Artificial intelligence is now routinely used to analyze X-rays, CT scans, and MRIs. Hospitals and imaging centers increasingly rely on AI tools to detect tumors, flag fractures, or prioritize urgent cases. But as a recent report from the Radiological Society of North America (RSNA) makes clear, the same technology that improves diagnostic speed also opens up privacy risks that many patients don’t yet know about. If you’ve ever had a medical scan, here’s what you should understand—and what you can do about it.

What happened

In May 2026, the RSNA published a detailed report highlighting how AI in medical imaging introduces “a Pandora’s box of privacy-related risks.” The report draws attention to several troubling scenarios. Medical images that are de-identified—meaning stripped of names and other direct identifiers—can often be re-identified by matching them against public databases or other health records. AI models trained on large image datasets may inadvertently encode personal information, and those models can be shared or even leaked. Furthermore, many AI vendors are not covered entities under HIPAA, so the legal protections that apply to your hospital may not extend to the company analyzing your scan.

The RSNA report builds on earlier work showing that large language models in radiology present cybersecurity threats, and that the growing use of AI tools outpaces the regulatory framework designed to protect patient data.

Why it matters

For most patients, privacy concerns around medical scans have been abstract. You trust your doctor or imaging center to secure your records. But AI changes the equation. When your lung CT is processed by a third-party AI tool, that image—and the highly sensitive health information it contains—may be stored, used for further training, or even sold in ways you never consented to.

The harms aren’t theoretical. Someone with access to your scan data could infer your genetic predispositions, past surgeries, or chronic conditions. That information could lead to insurance discrimination, employment bias, or identity theft. Because medical images contain unique biometric features of your body (bone structure, vein patterns, organ shapes), they are effectively a permanent identifier—not something you can change like a password.

Even if your images are anonymized today, advances in AI re-identification techniques mean that anonymity may not last. The RSNA report notes that combining a de-identified scan with other data sources—like wearable device data or public ancestry databases—can often reveal your identity.

What readers can do

You have more agency than you might think. Here are practical steps you can take:

Ask your provider how AI is used. Before a scan, ask whether an AI tool will be part of the analysis. If so, request a clear explanation of what data the AI vendor receives, where it is stored, how long it is kept, and whether it can be deleted upon request.
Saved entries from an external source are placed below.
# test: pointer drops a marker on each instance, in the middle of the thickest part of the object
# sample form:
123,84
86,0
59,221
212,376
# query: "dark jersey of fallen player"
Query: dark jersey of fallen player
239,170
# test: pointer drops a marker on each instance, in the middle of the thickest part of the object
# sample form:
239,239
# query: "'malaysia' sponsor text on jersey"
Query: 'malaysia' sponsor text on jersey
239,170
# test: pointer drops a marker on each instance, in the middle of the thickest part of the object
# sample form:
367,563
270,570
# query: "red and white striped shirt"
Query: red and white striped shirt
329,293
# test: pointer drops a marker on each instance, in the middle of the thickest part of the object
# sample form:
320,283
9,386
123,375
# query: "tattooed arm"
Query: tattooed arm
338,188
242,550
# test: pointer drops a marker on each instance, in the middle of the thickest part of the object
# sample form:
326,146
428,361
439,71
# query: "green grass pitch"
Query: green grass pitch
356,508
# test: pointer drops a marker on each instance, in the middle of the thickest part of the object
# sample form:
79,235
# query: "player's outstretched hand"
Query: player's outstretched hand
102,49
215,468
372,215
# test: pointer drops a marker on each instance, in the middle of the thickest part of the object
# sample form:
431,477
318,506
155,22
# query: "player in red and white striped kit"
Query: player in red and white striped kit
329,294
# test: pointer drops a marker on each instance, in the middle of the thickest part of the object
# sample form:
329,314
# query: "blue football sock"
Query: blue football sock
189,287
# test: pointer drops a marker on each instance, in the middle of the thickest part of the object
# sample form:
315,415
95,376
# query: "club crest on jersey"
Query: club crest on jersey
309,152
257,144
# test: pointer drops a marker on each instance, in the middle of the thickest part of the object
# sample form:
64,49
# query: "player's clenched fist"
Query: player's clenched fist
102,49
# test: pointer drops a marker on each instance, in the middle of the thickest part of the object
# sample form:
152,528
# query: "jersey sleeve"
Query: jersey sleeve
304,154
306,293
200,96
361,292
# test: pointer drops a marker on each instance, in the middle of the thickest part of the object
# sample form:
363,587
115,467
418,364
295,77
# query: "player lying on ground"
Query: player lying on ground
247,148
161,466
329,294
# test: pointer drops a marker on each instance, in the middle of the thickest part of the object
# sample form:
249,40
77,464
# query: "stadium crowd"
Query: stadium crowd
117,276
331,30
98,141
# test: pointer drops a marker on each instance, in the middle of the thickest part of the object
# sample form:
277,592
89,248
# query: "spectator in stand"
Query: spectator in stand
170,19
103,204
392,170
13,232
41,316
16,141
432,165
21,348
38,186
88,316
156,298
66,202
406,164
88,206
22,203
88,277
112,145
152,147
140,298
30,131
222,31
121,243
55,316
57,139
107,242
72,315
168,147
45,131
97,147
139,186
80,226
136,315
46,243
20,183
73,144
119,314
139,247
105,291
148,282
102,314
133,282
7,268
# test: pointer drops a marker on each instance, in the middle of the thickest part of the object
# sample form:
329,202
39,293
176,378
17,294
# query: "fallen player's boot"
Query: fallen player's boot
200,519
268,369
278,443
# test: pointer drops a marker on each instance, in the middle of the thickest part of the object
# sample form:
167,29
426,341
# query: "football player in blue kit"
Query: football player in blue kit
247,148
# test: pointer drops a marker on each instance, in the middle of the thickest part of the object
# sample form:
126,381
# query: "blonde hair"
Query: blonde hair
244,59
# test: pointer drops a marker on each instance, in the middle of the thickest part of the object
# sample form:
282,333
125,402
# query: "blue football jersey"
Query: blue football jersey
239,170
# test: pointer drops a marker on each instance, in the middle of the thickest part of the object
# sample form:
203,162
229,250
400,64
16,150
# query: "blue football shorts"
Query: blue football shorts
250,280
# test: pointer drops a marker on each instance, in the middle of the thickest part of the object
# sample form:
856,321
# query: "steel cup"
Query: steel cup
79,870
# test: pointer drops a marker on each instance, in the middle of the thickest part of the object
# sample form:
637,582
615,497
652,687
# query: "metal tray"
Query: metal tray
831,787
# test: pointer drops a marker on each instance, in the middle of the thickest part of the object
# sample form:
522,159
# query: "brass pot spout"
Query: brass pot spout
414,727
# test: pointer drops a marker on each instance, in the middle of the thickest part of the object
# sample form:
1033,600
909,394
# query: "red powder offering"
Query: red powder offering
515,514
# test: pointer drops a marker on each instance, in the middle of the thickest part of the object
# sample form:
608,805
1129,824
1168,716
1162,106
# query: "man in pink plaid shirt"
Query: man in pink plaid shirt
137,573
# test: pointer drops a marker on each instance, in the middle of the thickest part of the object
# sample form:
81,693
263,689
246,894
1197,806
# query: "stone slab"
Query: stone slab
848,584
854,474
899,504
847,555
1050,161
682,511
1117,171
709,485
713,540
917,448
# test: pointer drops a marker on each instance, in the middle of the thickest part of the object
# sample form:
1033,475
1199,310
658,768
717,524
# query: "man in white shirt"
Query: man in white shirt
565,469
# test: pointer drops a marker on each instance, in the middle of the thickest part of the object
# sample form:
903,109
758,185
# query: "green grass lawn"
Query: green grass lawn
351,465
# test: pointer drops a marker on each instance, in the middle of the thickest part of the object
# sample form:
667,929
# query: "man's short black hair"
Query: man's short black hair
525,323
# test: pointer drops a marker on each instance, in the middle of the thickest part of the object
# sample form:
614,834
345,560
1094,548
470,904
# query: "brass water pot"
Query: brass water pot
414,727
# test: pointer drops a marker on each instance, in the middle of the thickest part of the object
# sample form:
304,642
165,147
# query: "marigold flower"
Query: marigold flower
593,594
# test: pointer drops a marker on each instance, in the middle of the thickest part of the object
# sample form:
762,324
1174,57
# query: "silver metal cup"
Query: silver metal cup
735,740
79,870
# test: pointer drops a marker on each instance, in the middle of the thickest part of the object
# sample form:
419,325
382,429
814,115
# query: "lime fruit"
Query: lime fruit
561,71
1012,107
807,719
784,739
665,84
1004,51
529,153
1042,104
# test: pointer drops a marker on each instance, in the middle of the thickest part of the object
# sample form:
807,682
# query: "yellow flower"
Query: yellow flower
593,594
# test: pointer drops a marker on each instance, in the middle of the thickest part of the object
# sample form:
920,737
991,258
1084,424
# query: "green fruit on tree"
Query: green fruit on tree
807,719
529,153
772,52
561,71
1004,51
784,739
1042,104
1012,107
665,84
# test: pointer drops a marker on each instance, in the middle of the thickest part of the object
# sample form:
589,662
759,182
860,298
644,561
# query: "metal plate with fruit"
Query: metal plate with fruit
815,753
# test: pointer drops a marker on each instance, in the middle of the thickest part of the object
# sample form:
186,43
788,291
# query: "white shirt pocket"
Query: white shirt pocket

Read consent forms carefully. Many imaging centers include broad data-sharing clauses in their standard consent forms. Look for language about “training algorithms” or “research and development.” You can ask to opt out of data sharing for AI training while still receiving the AI-assisted analysis for your care.

Request data deletion after your treatment is complete. Health care providers are not required to keep your images indefinitely once they are no longer needed for clinical care. You can ask that your scans be deleted from any nonclinical systems, including AI vendor platforms.

Choose providers that publish privacy policies. Some hospital systems and imaging chains now offer transparency reports about their AI data practices. Call ahead and ask whether they have a written policy on AI data governance. If they don’t, that’s a red flag.

Consider legal limitations. HIPAA protects your information held by health care providers, but it does not fully cover AI vendors that are not traditional health care entities. Your medical record may be handled under a business associate agreement, but those agreements vary widely in scope. Inquire specifically about third-party AI companies and whether they sign HIPAA business associate agreements.

Sources

  • Radiological Society of North America. “Medical Imaging AI Opens a Pandora’s Box of Privacy-Related Risks.” May 2026.
  • RSNA Special Report: “LLM Cybersecurity Threats in Radiology.” May 2025.
  • Health Insurance Portability and Accountability Act (HIPAA) – U.S. Department of Health and Human Services.

Note: The RSNA report from May 2026 is the primary source for the specific risks discussed here. HIPAA’s limitations regarding AI vendors are well documented, but the extent of re-identification risk depends on the specific data and techniques used. Not every AI imaging tool carries the same level of risk, and some vendors follow strong privacy practices. The key is to ask questions before you hand over your data.